Friday, November 20, 2009

SaaS Soup

My brain's been immersed lately in thoughts about Software as a Service ("SaaS") and how it plays into the Enterprise Apps/ERP world, especially for Oracle Applications customers…my mind is swimming in SaaS soup. Some of this thinking has been admittedly prompted by the news and discussion rooted in this week's Dreamforce 2009 conference (19,000 attendees at this year's conference? I think Salesforce.com has some traction in the marketplace…), as well as Workday's upcoming Webinar on "The Future of Software". Some of my thinking was also prompted by an item from a PowerPoint slide near the end of Larry Ellison's keynote at Oracle OpenWorld, indicating that Fusion Apps will be available as an SaaS offering.


In my thinking, which includes exchanging lots of ideas with other folks in the Oracle Apps user community, I'm finding that there's not much depth of knowledge about the the SaaS model or it's benefits. You can find a nifty primer on the SaaS model here. So far as benefits, three leap immediately to mind:

  • No software installation or maintenance: SaaS eliminates the need for customers to memorize a gazillion-page set of implementation and user guides; patch application and rollout is handled by the SaaS provider - the work of doing so is ideally transparent to users.

  • Shorter deployments: your SaaS provider can implement in days or weeks rather than months.

  • Emphasis on the core of the business: many of us are currently in situations where we spend significant money and time simply keeping our in-house installations running. In the SaaS model, those resources are freed up to focus on the core of the business - you can focus on the business output rather than the IT tools.

The SaaS model makes sense to me in general when I look at Fusion Middleware and Fusion Applications. The technical stack for both includes quite a few "moving parts" working together…it's a higher level of technical complexity than we've seen in Oracle products up to this point (that's part of the trade-off for apps and tools that offer more flexibility and increased business value). Moving to a SaaS model frees apps customers from the burden of managing that complexity.


So let's be a little more specific. Take the example of my own shop which, when you get right down to it, is not much different from many of the medium-size to large-size enterprises out there in terms of our Oracle footprint. We maintain our own infrastructure for our business systems: hardware servers, storage, network, software environments…the works. We have an Oracle E-Business environment, version 11.5.10.2 (with a significant number of customizations) running on iAS (with components of Fusion Middleware like BI Publisher) and the 11g R1 database. We also have a custom applications environment, running on an 11g R1 database and 10g AS. In that custom environment, we leverage OC4J fairly heavily. However, now we'll have to make the transition to WebLogic for our custom environment - OC4J has faded into the sunset. That transition is not a small matter. The high-level Oracle guide on the migration is 32 pages long (insert nervous coughing here).
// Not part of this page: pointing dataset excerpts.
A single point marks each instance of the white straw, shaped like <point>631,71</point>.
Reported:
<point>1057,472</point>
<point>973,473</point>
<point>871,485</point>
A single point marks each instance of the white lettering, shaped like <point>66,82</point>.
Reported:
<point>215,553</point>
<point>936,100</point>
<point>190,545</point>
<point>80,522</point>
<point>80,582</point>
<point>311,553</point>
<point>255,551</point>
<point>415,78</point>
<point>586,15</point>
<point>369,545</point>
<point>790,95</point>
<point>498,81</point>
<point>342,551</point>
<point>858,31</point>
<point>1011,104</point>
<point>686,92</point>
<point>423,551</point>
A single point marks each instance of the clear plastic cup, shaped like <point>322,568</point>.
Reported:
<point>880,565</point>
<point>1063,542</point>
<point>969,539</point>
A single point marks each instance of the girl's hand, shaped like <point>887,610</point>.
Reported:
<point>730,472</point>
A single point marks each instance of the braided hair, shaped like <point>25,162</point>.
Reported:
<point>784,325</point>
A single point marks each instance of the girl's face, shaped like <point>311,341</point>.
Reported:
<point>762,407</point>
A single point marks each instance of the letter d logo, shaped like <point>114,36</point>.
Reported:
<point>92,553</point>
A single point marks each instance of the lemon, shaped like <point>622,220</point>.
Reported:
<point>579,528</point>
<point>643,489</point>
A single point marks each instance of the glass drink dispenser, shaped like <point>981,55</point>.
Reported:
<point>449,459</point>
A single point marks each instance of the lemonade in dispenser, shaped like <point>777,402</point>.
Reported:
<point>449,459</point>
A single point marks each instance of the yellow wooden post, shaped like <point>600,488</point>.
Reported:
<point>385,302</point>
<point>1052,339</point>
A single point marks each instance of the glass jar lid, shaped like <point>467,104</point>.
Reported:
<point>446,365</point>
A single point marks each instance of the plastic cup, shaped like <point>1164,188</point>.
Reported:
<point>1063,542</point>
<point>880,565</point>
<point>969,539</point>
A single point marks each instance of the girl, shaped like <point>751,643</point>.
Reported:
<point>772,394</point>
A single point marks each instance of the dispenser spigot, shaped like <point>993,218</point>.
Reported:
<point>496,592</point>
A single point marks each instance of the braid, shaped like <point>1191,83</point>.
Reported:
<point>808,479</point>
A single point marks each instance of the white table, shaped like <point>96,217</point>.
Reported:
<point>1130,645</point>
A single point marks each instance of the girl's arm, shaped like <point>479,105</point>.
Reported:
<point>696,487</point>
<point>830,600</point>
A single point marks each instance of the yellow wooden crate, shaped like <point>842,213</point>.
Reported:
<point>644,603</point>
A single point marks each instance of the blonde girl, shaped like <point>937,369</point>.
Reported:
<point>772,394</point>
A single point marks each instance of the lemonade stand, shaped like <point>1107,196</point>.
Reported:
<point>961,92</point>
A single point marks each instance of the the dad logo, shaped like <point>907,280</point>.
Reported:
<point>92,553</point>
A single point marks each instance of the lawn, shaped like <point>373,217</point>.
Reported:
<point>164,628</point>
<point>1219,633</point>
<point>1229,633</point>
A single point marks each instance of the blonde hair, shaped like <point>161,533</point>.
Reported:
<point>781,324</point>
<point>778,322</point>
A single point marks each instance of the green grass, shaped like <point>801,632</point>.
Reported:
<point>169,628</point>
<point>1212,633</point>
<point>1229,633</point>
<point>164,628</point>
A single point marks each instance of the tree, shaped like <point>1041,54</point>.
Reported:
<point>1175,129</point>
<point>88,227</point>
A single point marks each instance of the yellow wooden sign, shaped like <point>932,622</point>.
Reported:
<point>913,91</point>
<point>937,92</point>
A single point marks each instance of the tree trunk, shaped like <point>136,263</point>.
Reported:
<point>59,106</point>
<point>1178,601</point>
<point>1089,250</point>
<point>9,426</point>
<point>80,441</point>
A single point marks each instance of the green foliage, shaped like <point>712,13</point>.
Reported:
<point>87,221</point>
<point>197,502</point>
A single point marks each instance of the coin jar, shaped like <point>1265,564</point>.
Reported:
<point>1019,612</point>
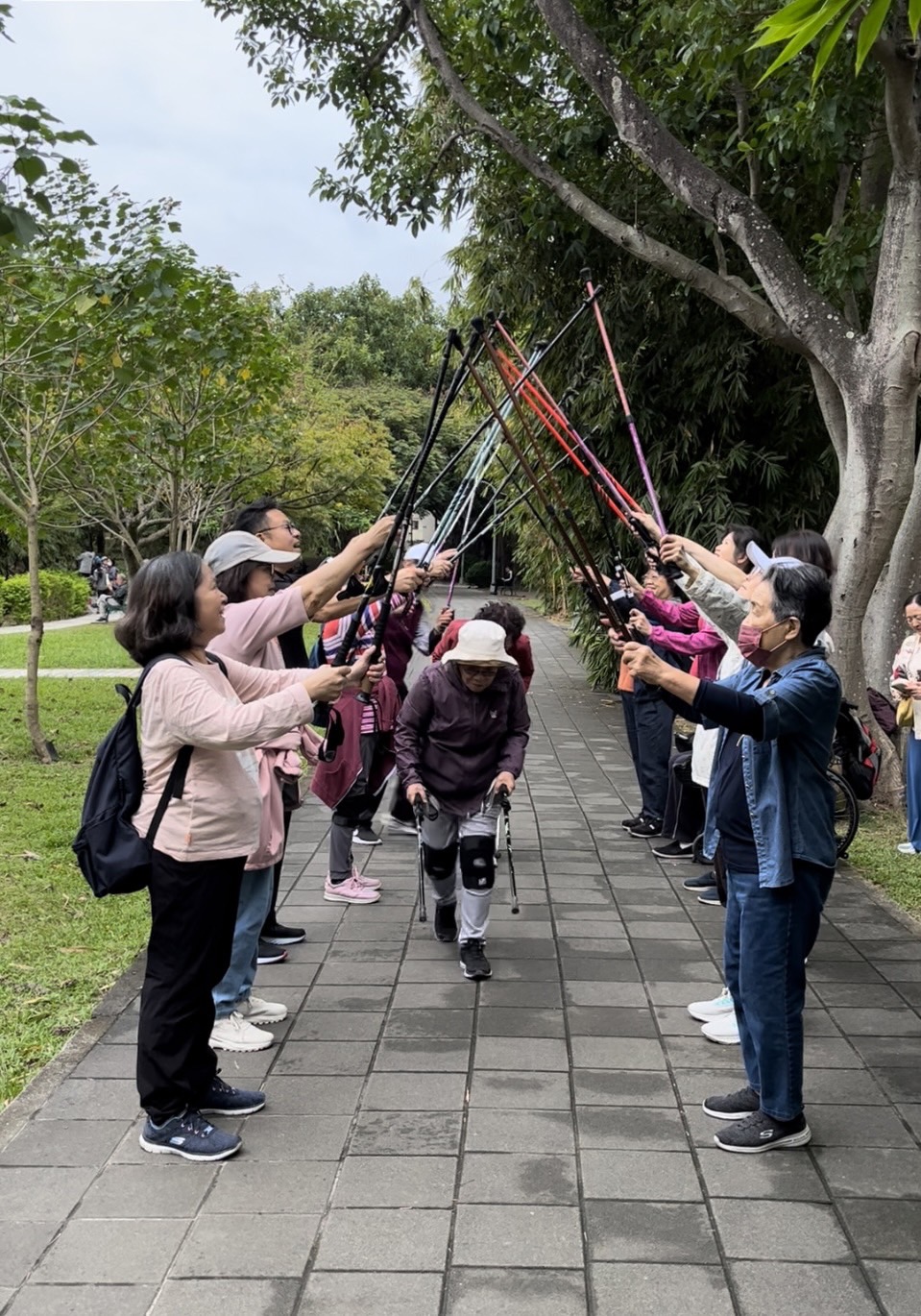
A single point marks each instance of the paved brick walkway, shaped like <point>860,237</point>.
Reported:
<point>533,1145</point>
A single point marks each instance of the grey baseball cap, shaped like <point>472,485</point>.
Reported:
<point>237,547</point>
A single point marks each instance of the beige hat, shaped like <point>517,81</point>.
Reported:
<point>483,644</point>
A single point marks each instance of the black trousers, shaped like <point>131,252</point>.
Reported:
<point>192,916</point>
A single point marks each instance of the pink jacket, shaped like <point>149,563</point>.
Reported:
<point>250,636</point>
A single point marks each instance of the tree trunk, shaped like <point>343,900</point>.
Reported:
<point>36,630</point>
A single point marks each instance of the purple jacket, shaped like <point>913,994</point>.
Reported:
<point>457,743</point>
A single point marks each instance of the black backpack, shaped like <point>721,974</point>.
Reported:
<point>112,856</point>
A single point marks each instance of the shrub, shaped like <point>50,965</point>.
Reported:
<point>63,595</point>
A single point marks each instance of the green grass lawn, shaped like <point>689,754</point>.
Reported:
<point>875,856</point>
<point>73,646</point>
<point>60,946</point>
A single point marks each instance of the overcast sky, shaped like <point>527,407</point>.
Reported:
<point>175,110</point>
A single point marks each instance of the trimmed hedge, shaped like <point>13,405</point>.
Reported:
<point>64,594</point>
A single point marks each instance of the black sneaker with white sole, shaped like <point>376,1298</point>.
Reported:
<point>447,921</point>
<point>762,1132</point>
<point>733,1107</point>
<point>473,960</point>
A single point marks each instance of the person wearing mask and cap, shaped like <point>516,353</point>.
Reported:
<point>461,737</point>
<point>771,811</point>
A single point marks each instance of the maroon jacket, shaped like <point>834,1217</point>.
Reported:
<point>457,743</point>
<point>331,782</point>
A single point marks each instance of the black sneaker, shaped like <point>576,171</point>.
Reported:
<point>447,921</point>
<point>700,883</point>
<point>365,836</point>
<point>473,961</point>
<point>270,954</point>
<point>647,828</point>
<point>762,1132</point>
<point>224,1099</point>
<point>277,935</point>
<point>191,1137</point>
<point>733,1107</point>
<point>674,850</point>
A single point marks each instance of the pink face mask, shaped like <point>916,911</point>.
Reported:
<point>750,644</point>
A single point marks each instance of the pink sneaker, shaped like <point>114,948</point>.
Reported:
<point>365,881</point>
<point>351,891</point>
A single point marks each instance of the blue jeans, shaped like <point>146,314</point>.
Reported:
<point>255,898</point>
<point>913,789</point>
<point>770,931</point>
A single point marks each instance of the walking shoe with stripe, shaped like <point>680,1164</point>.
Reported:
<point>762,1133</point>
<point>473,960</point>
<point>258,1011</point>
<point>707,1010</point>
<point>191,1137</point>
<point>722,1030</point>
<point>235,1034</point>
<point>351,891</point>
<point>224,1099</point>
<point>737,1106</point>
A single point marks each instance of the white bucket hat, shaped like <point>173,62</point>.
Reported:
<point>237,547</point>
<point>483,644</point>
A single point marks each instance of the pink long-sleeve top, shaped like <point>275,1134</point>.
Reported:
<point>697,636</point>
<point>224,718</point>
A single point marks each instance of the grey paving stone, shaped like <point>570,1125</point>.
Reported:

To make matters even more interesting, the E-Business Suite will continue to utilize 10g AS/OC4J. And did I mention that we're about to start up a project for upgrading to R12.x.x? We should be able to knock it out in around 18 months or so, in parallel with migrating the custom environment to WebLogic. So now my shop will need skills in maintaining both 10g AS and WebLogic. Can you visualize the big, black kettle boiling up with some really bad juju…more skills required, more complexity in maintenance, greater consumption of resources with keeping the two environments cooperating (yes, we do have some integration between the two). Yeah, let your mind run down the track with this scenario for a minute. It's my future. That is, of course, unless we shield ourselves from some of this cost and complexity by moving one or both environments to an SaaS model, letting the SaaS provider deal with part or all of this. And we could avoid any additional hardware costs while we're at it.
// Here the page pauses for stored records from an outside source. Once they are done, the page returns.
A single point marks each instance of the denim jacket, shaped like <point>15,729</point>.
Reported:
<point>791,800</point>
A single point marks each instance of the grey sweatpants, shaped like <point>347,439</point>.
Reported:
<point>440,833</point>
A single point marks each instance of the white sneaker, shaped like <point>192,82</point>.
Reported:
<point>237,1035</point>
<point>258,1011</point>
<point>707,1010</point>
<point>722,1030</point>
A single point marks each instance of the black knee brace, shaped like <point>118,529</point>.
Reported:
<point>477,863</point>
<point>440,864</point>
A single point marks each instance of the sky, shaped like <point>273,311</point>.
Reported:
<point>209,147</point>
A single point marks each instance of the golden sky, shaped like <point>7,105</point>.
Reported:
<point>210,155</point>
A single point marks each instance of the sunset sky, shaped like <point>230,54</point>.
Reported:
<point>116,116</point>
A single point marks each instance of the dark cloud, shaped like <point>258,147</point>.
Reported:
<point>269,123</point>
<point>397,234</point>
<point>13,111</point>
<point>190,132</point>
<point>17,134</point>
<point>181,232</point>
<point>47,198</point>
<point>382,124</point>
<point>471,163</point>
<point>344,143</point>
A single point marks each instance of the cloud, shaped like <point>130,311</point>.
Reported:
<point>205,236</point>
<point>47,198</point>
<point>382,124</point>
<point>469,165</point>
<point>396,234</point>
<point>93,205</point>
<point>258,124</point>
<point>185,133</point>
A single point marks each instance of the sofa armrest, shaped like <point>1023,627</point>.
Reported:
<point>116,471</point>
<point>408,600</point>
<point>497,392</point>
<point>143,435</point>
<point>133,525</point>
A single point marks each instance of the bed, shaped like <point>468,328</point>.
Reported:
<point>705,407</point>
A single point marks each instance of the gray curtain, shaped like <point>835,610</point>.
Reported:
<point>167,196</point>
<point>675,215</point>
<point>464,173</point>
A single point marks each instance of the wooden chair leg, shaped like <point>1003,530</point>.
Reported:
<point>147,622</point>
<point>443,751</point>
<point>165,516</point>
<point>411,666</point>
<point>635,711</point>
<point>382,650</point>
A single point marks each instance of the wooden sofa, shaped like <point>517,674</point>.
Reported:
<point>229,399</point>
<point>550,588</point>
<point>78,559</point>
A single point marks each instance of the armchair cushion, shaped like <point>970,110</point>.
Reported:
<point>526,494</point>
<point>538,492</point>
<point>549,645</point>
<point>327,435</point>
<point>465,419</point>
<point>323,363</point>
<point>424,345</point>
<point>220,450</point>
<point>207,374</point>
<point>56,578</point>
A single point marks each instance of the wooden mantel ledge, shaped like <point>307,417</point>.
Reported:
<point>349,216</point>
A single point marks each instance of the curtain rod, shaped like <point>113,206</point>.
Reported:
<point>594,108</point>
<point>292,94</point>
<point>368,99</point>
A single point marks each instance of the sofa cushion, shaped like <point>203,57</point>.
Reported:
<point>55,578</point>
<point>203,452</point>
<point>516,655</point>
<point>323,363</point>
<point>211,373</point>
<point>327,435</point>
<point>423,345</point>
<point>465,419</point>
So it seems to me that my own shop makes a pretty good use case for SaaS. Whether we'll do it or not remains to be seen…the decision is not in my hands. Still, it doesn't take much to build a case worth investigating.


Now I've hit the SaaS concept pretty lightly here. And I'm admittedly really late to the SaaS party. But I'd like to hear what you think. Does it make sense for your organization? Let's keep this idea going, for better or for worse, in the comments!


1 comment:

Yacov Bar-Haim said...

Hi Floyd,
You just hit the real issue- in times
of business crisis as we're in,
the ever climbing cost of operating
an ERP instance has to stop-
i.e., the time has come for a disruptive
technology to emerge, and that's the
Cloud or the SaaS as you call it.

The Cloud characteristic is not only its
SaaS remote instance, but also its
Utility reasonings- much less customisations
if any, much less implementation efforts
, much shorter project time and in short-
a much more economical ERP cost.

It seems that there's no coming back.